Okay, time to tell you how my very first Algebra class went.  You'll have to
wait and do this at home though, as I am going to use your same example to
illustrate how one would find the midpoint between your fridge and your
computer.

First:  Go to the fridge and get out a Doc Otis.  This will represent my instructor.  (Imagine that the bottle has protruding, wild eyes, peach fuzz and sneakers on.)  Open it very slightly, then flip it in the air, because Doc is about to do handsprings, he is just soooo happy to be teaching this math class.

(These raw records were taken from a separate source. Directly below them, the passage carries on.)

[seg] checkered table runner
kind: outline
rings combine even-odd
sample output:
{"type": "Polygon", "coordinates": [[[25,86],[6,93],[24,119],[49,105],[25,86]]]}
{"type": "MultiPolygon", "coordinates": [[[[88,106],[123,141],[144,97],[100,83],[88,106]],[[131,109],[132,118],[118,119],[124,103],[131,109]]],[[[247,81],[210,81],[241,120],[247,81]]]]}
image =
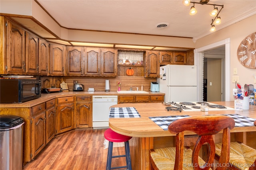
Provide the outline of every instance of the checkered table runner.
{"type": "Polygon", "coordinates": [[[253,126],[253,123],[256,120],[251,117],[242,116],[238,114],[227,114],[222,115],[232,117],[235,121],[235,127],[253,126]]]}
{"type": "Polygon", "coordinates": [[[134,107],[110,107],[109,118],[131,117],[140,117],[140,115],[134,107]]]}
{"type": "MultiPolygon", "coordinates": [[[[236,127],[253,126],[254,126],[253,123],[256,120],[255,119],[238,114],[227,114],[222,115],[229,116],[234,119],[236,127]]],[[[149,117],[149,118],[163,129],[167,131],[168,130],[168,126],[171,123],[179,119],[190,117],[188,115],[184,115],[149,117]]]]}
{"type": "Polygon", "coordinates": [[[188,115],[182,115],[149,117],[149,118],[162,129],[165,131],[167,131],[168,130],[168,126],[171,123],[180,119],[190,117],[188,115]]]}

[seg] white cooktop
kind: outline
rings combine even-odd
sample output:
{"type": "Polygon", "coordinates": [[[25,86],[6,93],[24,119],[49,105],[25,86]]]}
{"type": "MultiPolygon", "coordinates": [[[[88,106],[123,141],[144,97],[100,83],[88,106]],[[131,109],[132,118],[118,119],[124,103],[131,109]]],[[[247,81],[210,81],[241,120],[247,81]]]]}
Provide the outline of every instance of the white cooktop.
{"type": "Polygon", "coordinates": [[[222,105],[218,105],[207,102],[173,102],[169,103],[171,106],[181,107],[184,111],[200,111],[200,107],[202,103],[206,104],[208,106],[208,110],[231,110],[234,109],[222,105]]]}

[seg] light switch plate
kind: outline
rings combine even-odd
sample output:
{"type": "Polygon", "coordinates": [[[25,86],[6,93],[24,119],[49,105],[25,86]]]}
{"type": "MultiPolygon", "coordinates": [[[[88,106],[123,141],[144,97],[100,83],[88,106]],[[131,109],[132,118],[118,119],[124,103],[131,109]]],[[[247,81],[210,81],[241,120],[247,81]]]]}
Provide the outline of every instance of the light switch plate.
{"type": "Polygon", "coordinates": [[[237,83],[239,82],[239,76],[232,76],[232,82],[235,83],[236,81],[237,83]]]}
{"type": "Polygon", "coordinates": [[[234,75],[237,75],[237,68],[234,68],[233,74],[234,75]]]}

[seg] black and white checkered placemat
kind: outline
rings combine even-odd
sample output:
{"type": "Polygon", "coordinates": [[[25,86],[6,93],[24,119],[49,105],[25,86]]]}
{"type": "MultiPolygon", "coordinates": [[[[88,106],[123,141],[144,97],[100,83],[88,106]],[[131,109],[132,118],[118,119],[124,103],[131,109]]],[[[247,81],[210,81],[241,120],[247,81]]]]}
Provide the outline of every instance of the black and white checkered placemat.
{"type": "Polygon", "coordinates": [[[133,107],[110,107],[109,118],[140,117],[136,109],[133,107]]]}
{"type": "Polygon", "coordinates": [[[232,117],[235,121],[235,127],[244,127],[254,126],[253,123],[256,120],[251,117],[242,116],[238,114],[226,114],[222,115],[232,117]]]}
{"type": "Polygon", "coordinates": [[[168,130],[168,126],[176,120],[185,117],[190,117],[188,115],[173,115],[168,116],[159,116],[157,117],[149,117],[152,121],[155,122],[160,127],[165,131],[168,130]]]}

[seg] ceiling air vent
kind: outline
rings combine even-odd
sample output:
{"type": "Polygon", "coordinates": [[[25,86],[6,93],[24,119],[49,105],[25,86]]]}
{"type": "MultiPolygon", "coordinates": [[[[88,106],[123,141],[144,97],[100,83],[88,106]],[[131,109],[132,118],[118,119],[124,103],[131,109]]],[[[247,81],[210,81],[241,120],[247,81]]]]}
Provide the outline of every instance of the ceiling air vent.
{"type": "Polygon", "coordinates": [[[158,23],[156,25],[156,27],[159,29],[165,28],[169,26],[169,23],[158,23]]]}

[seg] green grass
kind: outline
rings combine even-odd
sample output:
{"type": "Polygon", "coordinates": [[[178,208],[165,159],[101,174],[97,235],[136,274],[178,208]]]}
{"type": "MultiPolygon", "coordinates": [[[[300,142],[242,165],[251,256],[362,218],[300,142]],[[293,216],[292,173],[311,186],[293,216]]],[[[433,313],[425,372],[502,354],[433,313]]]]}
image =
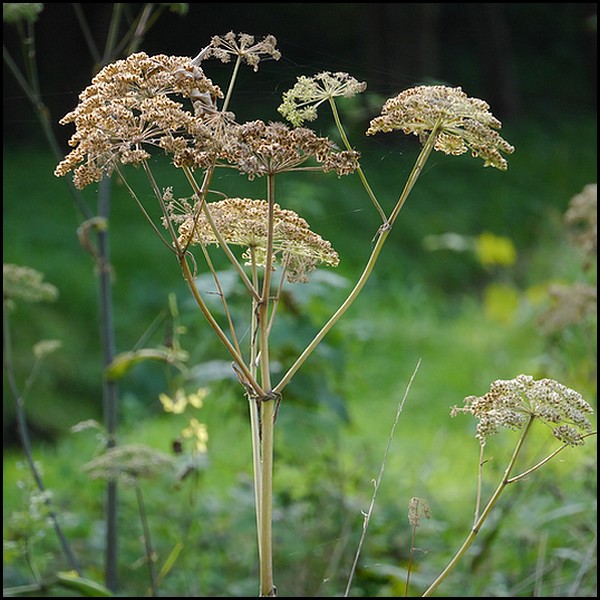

Now, get some masking tape and make a huge grid out of your living area.  Pick
some arbitrary place, say the sofa, to mark as the point of origin, or "zero"
point.  Walk from the fridge to your computer, counting how many steps you
make.  We'll call your fridge "x1,y1" and your computer is "x2,y2".  Got that?
Make a mental note on your hands of how many steps you took.  This might come in
handy later.  Get a beer and down it.  Here's where the fun begins!  (Give Doc a toss....just
saying "x" makes him very bouncy!)

Now, make imaginary lines with duct tape along the points of your fridge and your computer, crosswise from the sofa.  Find the friggin midpoint (what?) and make imaginary duct lines along that point, too.  You should now have one really big right triangle with two smaller right triangles right inside of it.  Toss Doc into the air again, because he is about to reveal something TRULY exciting.  These two smaller triangles are congruent!!  No, really!!!  They have the same angles, same size, all really similar!!  This I am supposed to remember from High School Geometry (which I didn't take, so I can ignore the Pygotherkousldkjlkj Theory altogether).   My loss.

Doc should be foaming at the mouth by now.  Okay, now here's the kicker....You can determine the midpoint by using a midpoint formula, which basically takes the two smaller and congruent triangle coordinates and halves them, or divides them or something!!  Damn, this is exciting!!  Toss Doc into the air again and make him skip across the computer desk.

Now, open the bottle of Doc Otis, VERY CAREFULLY, because he is about to 'lose his head,' this stuff is so damn cool.  (You will never drink Doc Otis the same way again....)

And, the answer to our WHOLE problem is....

 

KILL DOC OTIS, KILL DOC OTIS, KILL DOC OTIS!!!!!!

And, that, dahlink, is only my first day.  More joyful occasions await, I'm sure.
  
Gotta go do my homework now.  Got any Doc Otis???